Enviada em 06/10/2017

Juscelino Kubitschek foi eleito presidente da República em 1955, E um dos seus maiores feitos foi o Plano de Metas. O plano de metas consistia em um projeto de desenvolvimento econômico, que o priorizava o setor de transporte. Desde então, Brasil se tornou um país rodoviário, divido por enormes estradas de asfalto. Esse feito, ocasionou a vinda de inúmeras empresas automobilísticas, que chegavam até o Brasil atraídas por um novo mercado em crescimento.

Primeiramente, é preciso entender que a mobilidade urbana está diretamente ligada ao desenvolvimento da cidade.
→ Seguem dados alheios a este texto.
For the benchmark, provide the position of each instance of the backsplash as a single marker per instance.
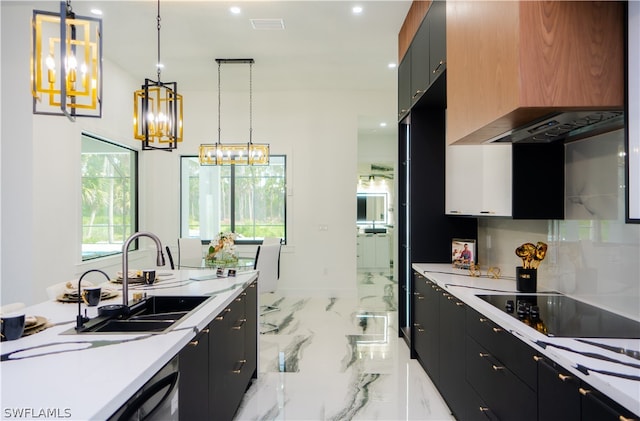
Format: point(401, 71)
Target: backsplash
point(593, 254)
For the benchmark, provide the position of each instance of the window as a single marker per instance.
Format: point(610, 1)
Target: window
point(109, 196)
point(248, 200)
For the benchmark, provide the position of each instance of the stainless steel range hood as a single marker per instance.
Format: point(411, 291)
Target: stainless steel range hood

A concentração de muitas pessoas em um único local, acarreta uma dificuldade de locomoção, já que no Brasil a média de carros é um para cada 4 habitantes de acordo com infográfico do G1. Nos horários de “pico”, isso se torna pior, uma vez que ainda há preferência pelo transporte particular. Consequência disso,são as inúmeras filas de carros parados por horas no trânsito.

Além disso, A facilidade em se adquirir um carro próprio tem se tornado cada vez maior. Hoje, por concentrarmos um grande número de fabricantes de automóveis, podemos escolher as formas de pagamento, e comparar valores que se encaixam em cada orçamento. Isso faz com que as pessoas deixem de usar o transporte público e dê preferência ao particular.

Torna-se evidente, portanto, que o projeto de Juscelino facilitou esse processo. E agora, cabe as Ministério do transporte junto com o Presidente da República mudar o investimento do transporte rodoviário para o hidroviário no Brasil, já que possuímos uma grande extensão de rios navegáveis, e por dá mais autonomia as cidades, ligando umas as outras com maior facilidade. Além disso, Fazer investimentos e produzir cidades independentes, com uma maior disponibilidade em empregos, sendo assim não seria necessário um deslocamento para um grande polo onde já possui o seu número de automóveis alto, mudando totalmente o cenário da mobilidade urbana atual.